La Monarquía ha sido defendida como un bien imprescindible para la democracia, dando por supuesto que la Transición hubiese resultado mucho más problemática sin su concurso, y entendiendo que la Corona seguía jugando un papel de arbitraje. Todo lo cual no ha impedido que se cuestione la necesidad de dicha institución una vez consolidado el sistema de libertades. La pregunta es si la democracia y las instituciones precisan de la Monarquía para legitimarse hacia dentro y procurar notoriedad hacia fuera o, en otras palabras, si la Monarquía continúa revirtiendo a favor de la democracia todo lo que ésta procura a dicha institución.
La Monarquía como forma de Estado contribuyó a asegurar que la Transición se diera vía reforma y no mediante una ruptura con el régimen franquista. La aceptación posibilista de la Corona por parte de formaciones esencialmente republicanas, como el PSOE y el PCE, constituyó un tributo a favor de la reconciliación. La Monarquía amparaba a los sectores que habían ostentado el poder durante el franquismo y querían transitar hacia una democracia ya ineludible, mientras buscaba su propia legitimidad en el cumplimiento de un rol dispuesto al cambio sin excesivas tutelas. No en balde, la Monarquía había sido restablecida con anterioridad a que se recuperaran las libertades. Pero tres décadas después del 23-F los problemas de la Corona no se refieren únicamente a su injustificable exclusión de las administraciones que deberán rendir cuentas según la próxima ley de transparencia, o a las especulaciones sobre las dosis de ‘juancarlismo’ que podría heredar el sucesor. El hecho de que la institución sea dinástica no podrá impedir que su papel de árbitro y representación acabe siendo más funcional que entronizado.
La mayoría de la ciudadanía seguirá pensando que la Monarquía no sobra en el ensamblaje democrático y constitucional.
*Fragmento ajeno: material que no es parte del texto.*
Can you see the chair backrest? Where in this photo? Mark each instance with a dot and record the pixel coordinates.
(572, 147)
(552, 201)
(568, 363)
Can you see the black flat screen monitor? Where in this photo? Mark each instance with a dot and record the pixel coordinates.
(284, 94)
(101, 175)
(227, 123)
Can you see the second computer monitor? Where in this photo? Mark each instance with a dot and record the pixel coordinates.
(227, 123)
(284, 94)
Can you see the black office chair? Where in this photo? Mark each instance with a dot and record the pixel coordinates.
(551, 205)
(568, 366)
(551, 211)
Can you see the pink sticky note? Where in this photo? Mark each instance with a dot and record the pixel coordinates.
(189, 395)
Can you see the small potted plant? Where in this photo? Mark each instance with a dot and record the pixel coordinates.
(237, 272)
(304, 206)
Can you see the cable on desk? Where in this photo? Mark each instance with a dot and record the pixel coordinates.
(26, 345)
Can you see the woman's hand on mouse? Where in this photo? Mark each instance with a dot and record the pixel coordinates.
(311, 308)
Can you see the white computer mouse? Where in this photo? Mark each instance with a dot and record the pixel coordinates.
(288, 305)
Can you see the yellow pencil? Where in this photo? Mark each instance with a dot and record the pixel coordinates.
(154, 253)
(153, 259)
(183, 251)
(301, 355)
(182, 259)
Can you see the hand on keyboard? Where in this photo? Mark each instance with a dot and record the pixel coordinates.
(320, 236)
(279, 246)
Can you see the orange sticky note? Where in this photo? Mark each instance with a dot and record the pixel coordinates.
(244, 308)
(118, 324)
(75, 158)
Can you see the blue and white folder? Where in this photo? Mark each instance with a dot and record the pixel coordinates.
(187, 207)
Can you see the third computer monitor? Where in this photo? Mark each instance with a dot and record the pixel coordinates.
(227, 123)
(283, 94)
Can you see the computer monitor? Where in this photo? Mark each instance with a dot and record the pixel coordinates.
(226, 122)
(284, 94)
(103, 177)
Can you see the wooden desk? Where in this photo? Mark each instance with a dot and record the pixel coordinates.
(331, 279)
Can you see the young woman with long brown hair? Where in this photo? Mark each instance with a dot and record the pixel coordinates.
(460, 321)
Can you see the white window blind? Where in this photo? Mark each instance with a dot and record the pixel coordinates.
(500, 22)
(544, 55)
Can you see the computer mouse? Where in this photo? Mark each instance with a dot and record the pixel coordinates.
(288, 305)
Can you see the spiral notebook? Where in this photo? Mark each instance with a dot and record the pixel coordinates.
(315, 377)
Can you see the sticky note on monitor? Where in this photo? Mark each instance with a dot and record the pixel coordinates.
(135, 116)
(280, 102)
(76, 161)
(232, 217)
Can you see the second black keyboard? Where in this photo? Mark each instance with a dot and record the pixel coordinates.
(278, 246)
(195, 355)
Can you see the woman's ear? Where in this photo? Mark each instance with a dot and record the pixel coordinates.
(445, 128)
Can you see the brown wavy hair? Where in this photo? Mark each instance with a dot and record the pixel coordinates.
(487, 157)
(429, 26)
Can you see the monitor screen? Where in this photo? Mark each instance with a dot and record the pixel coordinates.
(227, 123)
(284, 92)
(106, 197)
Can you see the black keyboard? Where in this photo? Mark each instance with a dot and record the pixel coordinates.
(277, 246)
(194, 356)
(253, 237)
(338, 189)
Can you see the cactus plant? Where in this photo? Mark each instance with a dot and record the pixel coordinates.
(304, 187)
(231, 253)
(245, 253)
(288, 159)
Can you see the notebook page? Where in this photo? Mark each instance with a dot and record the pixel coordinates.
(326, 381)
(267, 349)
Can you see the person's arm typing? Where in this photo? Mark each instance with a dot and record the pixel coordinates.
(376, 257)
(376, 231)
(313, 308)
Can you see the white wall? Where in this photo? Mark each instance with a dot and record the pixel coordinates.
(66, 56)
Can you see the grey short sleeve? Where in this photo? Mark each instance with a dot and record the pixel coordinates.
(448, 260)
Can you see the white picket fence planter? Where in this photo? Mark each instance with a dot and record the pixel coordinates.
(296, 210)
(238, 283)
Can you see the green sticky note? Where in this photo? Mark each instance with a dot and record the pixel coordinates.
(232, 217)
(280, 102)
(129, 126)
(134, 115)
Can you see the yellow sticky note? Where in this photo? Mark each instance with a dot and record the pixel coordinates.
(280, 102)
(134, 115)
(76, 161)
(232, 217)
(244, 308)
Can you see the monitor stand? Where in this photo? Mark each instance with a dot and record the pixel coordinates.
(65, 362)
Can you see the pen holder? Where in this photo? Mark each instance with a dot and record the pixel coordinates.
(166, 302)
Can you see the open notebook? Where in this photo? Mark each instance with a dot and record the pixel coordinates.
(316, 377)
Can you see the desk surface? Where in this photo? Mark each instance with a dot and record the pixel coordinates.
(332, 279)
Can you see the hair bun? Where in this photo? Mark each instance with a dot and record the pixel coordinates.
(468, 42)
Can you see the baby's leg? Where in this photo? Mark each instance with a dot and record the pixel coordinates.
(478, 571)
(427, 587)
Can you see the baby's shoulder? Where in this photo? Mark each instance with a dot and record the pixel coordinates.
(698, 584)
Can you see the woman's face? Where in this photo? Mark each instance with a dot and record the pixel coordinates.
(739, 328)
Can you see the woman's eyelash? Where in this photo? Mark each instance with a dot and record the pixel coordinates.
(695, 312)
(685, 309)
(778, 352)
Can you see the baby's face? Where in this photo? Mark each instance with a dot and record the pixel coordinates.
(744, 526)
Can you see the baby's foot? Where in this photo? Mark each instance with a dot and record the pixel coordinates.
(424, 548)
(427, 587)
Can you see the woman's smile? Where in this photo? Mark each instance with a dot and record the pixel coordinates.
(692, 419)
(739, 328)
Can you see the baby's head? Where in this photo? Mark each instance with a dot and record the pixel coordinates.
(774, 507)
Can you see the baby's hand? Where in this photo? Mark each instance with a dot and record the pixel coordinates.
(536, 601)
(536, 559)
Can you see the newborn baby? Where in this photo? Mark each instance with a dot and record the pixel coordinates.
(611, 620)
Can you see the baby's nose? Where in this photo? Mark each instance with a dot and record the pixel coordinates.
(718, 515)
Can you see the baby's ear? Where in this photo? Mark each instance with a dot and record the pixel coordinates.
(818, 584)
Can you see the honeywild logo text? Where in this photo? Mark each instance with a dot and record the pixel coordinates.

Siempre y cuando a su coste presupuestario no se le sume una carga insoportable de morbo cortesano. Y siempre que los partidos con posibilidades de gobernar continúen viendo en la Corona un factor de estabilidad que no se desestabiliza. Los constituyentes blindaron la figura del Rey en la Carta Magna. Es indudable que la redacción se hizo con el fervor de quienes no podían imaginar las peripecias monárquicas más recientes. Claro que si las circunstancias empujan a la Corona a rebajar su función hasta cumplir con un papel análogo al de, por poner un ejemplo, la presidencia de Alemania, será aun más inevitable el cuestionamiento de su privilegiada posición de inviolabilidad y no sujeción a responsabilidades. Lo que significaría poner en solfa la continuidad de la Monarquía como forma de Estado.